Pidge został wychowany w parku Rainbow Springs w mieście Rotorua na nowozelandzkiej Wyspie Północnej. Nagle, w 1996 roku, przepadł bez śladu. Od tamtej pory nikt go nie widział. Aż do sierpnia 2020 roku.
Jak pracownicy parku poznali, że to on? Po opasce na nodze, na której widniał jego numer. Ptak ma 29 lat. Większość garlic maoryskich, zwanych też kererū, żyje przeciętnie od 15 do 25 lat.
- To, że Pidge, który ma prawie 30 lat i jest starszy od niektórych naszych pracowników, jest tutaj z nami, jest naprawdę ekscytujące - powiedziała w rozmowie z brytyjskim "Guradianem" Emma Bean, zarządzająca wylęgarnią ptaków z rodziny kiwi. Dodała, że jest on prawdopodobnie najstarszym żyjącym kererū. Władze parku to sprawdzają, bo w nowozelandzkim ogrodzie zoologicznym w Hamilton mógł przebywać nieco starszy ptak.
"Upijają się" sfermentowanymi owocami
Garlice maoryskie, zwane też gołębiami maoryskimi (łac. Hemiphaga novaeseelandiae), są znane ze swojego biało-zielonego upierzenia, a ich skrzydła w trakcie latania wydają charakterystyczny, szeleszczący odgłos. Są bardzo żarłoczne, a po zjedzeniu dużej ilości sfermentowanych owoców upojone spadają z drzew. Są jedynymi z niewielu ptaków w Nowej Zelandii potrafiącymi zjeść cały owoc, a to oznacza, że roznoszą nasiona wszędzie tam, gdzie tylko polecą. Kererū w 2018 roku wygrały nawet plebiscyt na ptaka roku Nowej Zelandii. Ptaki te są gatunkiem endemicznym - występują naturalnie jedynie na ograniczonym terenie.

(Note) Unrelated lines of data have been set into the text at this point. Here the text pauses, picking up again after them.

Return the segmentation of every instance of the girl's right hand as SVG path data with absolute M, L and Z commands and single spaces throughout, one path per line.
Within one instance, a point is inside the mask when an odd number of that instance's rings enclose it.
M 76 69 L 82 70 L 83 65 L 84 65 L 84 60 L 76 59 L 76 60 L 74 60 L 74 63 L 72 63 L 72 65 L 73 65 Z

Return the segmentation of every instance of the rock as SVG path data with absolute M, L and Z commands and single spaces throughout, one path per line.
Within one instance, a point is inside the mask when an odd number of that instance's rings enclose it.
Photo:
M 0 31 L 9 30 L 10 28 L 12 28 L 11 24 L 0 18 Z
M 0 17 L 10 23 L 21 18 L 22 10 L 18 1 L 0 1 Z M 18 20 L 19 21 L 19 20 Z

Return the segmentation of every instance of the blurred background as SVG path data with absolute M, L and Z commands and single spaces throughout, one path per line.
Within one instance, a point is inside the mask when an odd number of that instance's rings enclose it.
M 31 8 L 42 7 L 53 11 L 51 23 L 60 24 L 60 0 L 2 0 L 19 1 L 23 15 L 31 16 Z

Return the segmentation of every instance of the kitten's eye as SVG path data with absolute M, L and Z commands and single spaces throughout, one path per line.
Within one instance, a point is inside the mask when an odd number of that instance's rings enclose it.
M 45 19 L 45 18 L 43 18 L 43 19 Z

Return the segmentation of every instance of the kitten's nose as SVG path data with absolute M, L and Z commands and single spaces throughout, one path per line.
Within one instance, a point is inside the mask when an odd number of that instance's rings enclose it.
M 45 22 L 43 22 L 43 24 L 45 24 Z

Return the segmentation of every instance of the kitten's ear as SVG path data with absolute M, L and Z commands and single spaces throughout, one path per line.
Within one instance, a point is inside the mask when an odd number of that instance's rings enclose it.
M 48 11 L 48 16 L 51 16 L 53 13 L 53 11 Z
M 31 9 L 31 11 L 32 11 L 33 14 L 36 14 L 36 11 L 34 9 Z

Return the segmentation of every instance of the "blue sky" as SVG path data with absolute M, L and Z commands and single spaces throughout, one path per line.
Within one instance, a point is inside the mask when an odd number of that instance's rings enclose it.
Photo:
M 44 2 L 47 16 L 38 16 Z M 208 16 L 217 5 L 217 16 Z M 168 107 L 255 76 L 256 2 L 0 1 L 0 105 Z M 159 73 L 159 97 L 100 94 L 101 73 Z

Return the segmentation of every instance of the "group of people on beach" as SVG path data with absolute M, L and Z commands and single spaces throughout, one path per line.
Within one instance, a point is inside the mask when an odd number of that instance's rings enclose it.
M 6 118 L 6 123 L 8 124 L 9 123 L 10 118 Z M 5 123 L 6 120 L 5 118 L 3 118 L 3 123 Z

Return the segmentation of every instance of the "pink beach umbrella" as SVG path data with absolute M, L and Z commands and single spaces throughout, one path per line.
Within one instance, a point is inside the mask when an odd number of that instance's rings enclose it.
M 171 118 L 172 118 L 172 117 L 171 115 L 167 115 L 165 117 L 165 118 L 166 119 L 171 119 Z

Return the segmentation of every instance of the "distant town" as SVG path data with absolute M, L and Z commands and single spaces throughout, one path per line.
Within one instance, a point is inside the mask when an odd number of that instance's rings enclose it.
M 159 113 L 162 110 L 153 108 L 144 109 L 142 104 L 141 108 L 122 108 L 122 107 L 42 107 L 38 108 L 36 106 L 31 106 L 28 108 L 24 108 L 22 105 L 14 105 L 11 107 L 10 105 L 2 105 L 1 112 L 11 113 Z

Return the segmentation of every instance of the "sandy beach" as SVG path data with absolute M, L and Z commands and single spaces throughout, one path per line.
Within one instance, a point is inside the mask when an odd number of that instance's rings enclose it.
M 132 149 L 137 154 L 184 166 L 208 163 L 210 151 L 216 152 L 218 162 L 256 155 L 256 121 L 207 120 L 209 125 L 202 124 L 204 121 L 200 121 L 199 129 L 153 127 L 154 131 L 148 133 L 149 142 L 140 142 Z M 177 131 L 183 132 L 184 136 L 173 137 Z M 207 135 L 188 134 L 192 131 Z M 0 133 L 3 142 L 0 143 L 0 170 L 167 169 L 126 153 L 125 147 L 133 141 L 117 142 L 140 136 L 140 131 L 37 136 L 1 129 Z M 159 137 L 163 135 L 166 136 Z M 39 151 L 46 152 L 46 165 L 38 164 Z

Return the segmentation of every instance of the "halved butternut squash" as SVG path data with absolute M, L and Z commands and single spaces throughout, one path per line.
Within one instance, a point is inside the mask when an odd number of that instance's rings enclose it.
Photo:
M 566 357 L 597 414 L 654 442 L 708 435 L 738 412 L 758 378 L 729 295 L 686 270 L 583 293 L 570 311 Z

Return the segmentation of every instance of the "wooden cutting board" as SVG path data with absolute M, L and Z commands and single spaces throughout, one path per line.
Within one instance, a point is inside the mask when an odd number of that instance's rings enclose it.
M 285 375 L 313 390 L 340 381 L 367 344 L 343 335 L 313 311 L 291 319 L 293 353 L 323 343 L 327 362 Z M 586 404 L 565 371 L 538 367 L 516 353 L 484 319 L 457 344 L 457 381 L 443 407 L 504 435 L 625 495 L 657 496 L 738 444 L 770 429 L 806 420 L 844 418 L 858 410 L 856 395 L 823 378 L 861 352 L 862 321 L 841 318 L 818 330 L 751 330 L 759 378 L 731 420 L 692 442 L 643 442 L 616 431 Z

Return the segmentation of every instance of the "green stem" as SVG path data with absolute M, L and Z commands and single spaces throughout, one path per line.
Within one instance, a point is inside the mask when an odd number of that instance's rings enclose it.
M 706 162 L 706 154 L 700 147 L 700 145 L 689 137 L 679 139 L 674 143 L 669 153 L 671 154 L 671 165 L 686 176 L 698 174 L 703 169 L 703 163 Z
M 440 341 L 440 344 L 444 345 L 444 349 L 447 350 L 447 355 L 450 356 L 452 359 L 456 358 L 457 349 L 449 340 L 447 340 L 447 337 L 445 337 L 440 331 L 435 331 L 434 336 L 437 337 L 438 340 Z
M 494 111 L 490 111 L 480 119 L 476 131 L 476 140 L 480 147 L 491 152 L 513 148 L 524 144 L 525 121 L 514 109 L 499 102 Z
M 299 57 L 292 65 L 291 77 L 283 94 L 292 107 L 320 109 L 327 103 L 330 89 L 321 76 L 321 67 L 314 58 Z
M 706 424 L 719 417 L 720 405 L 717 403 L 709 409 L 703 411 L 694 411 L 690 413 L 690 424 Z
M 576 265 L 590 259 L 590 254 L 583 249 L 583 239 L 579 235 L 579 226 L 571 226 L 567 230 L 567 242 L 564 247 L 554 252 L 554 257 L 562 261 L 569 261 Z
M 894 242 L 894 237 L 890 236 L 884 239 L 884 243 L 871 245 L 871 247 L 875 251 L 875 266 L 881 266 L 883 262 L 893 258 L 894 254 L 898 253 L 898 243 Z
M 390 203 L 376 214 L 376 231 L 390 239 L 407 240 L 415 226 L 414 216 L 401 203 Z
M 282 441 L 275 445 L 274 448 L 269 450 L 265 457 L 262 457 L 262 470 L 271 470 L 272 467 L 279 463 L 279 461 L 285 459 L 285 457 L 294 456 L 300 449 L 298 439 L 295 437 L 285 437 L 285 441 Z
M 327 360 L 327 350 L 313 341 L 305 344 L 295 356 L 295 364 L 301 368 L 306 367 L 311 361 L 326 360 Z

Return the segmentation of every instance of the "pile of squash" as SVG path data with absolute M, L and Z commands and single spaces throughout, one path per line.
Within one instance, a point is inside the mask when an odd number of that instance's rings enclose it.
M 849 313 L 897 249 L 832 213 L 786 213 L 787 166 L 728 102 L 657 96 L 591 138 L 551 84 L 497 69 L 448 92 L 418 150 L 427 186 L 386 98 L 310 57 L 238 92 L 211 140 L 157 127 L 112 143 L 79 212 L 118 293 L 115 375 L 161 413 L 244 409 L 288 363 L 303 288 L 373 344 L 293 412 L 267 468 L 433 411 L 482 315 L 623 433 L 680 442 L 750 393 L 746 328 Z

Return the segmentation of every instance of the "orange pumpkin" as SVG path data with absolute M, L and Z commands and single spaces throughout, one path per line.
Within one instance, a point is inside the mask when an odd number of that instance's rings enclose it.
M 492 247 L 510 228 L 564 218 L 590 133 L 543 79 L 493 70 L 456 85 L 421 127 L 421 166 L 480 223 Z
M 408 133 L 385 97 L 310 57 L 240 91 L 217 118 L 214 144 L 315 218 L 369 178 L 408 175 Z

Jak przekazała Bean, odnaleziony Pidge był w złym stanie. Władze trzymały informację o jego powrocie w tajemnicy, dopóki nie upewniły się, że z ich dawnym podopiecznym jest wszystko w porządku. W tym czasie ptak spędził miesiąc, jedząc winogrona i banany. - Zaczął dawać oznaki, że chce latać, więc w tym tygodniu przeniesiemy go do woliery - mówiła Bean.
Gdzie jest pani Pidge?
Zagadka powrotu Pidge'a pozostaje nierozwiązana. Ptaki te zwykle wiążą się w pary. Nie wiadomo, czy pozostawił on swoją partnerkę przed powrotem do parku. Kiedy zostanie przeniesiony do woliery, pracownicy parku będą sprawdzać, czy ptak nie jest może obserwowany przez innego z zewnątrz. - Jeśli on miał partnerkę, jestem pewna, że ona go odnajdzie. To tylko miesiąc. Mam nadzieję, że nie odpuściła go sobie tak szybko - opowiadała Bean.